Muitas vezes eu sinto que as drogas são usadas como uma perspectiva para [destacar] o que eu realmente estou fazendo na vida. É quase sóbrio por si só, Bas diz ao HipHopDX no Record Plant Recording Studios durante a sessão de audição de Muito alto para tumultos , seu segundo álbum de estúdio.
[O álbum] é mais sombrio, mas não tanto de uma forma triste, mas sim de uma forma reflexiva. Ser honesto e encontrar mais maneiras de expressar isso foi a parte mais agradável de fazer este álbum
Muito alto para tumultos é de fato uma ruminação do estado de espírito desequilibrado de Bas no ano passado e algumas mudanças desde o lançamento de seu último álbum alteraram seu pensamento. Mas não falta clareza; a matéria lírica é cristalina, até. Ele contém o mesmo jogo de palavras impressionante e estrutura musical (guiada pelo maestro interno Ron Gilmore, entre outros) que impulsionou J. Cole a tornar o nativo do Queens o artista principal de sua gravadora.
Essas viagens ao vivo também levaram Bas para o exterior, para a região de East London, onde um encontro com a banda de música eletrônica The Hics ajudou a moldar o álbum para melhor. Embora possam não ser familiares na maioria dos círculos do Hip Hop, o grupo de cinco homens fez seu nome dentro de seu respectivo nicho e acabou gravando dois discos em Too High to Riot with Matches e Ricochet.

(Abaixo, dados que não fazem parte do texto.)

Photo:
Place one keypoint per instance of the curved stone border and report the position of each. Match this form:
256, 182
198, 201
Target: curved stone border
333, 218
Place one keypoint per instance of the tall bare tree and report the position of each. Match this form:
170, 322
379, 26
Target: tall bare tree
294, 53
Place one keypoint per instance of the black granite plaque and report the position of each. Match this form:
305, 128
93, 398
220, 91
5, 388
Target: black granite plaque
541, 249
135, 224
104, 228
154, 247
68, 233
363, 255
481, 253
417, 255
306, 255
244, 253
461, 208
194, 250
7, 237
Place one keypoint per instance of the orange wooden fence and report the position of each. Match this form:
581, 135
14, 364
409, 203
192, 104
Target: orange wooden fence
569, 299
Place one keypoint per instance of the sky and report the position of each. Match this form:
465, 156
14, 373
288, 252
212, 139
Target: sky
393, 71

Embora o assunto inebriante do projeto seja evidenciado por meio do conteúdo revelador e da produção arejada, o título se torna um tanto irônico quando a faixa âncora do álbum em Black Owned Business é introduzida. Bas diz que escreveu a música depois de ser cercado por simpatizantes em Ferguson, todos muito afetados pelos pecados do oficial Darren Wilson.

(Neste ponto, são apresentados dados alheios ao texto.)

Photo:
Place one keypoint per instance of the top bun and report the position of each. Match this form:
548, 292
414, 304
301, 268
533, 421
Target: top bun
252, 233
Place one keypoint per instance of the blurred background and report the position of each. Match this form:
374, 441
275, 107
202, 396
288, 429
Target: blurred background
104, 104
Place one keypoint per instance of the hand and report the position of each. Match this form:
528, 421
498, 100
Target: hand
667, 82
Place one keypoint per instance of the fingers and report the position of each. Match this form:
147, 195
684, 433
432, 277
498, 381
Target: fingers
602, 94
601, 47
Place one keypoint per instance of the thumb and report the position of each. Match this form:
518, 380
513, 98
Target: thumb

Todos nós fomos a Ferguson no ano passado, como todo o time, Bas se lembra, comentando como o caso Mike Brown (e suas consequências após o veredicto inocente de Darren Wilson) abalou todo o país. Cole apenas nos atingiu, tipo, ‘Quem quiser ir, eu peguei você; voos, hotéis e tudo mais 'e instantaneamente, eu estava tipo,' Claro que sim, vamos lá. '
No entanto, o cinismo inicial precedeu o significado da viagem para Bas, que admite que não teve a visão até chegar e interagir com as pessoas.
Eu sou meio novo nessa merda, Bas explicou sobre seu papel como um influenciador da cultura. Sim, entendi. Temos voz, mas estou cada vez mais ciente de como nossa voz está crescendo. Ir [lá] mudou minha perspectiva sobre o que poderíamos fazer. É mais fácil sentar e ser cínico, mas realmente falamos com as pessoas - e elas se conectam a isso.
Em outras palavras, há mais de uma maneira de provocar um motim.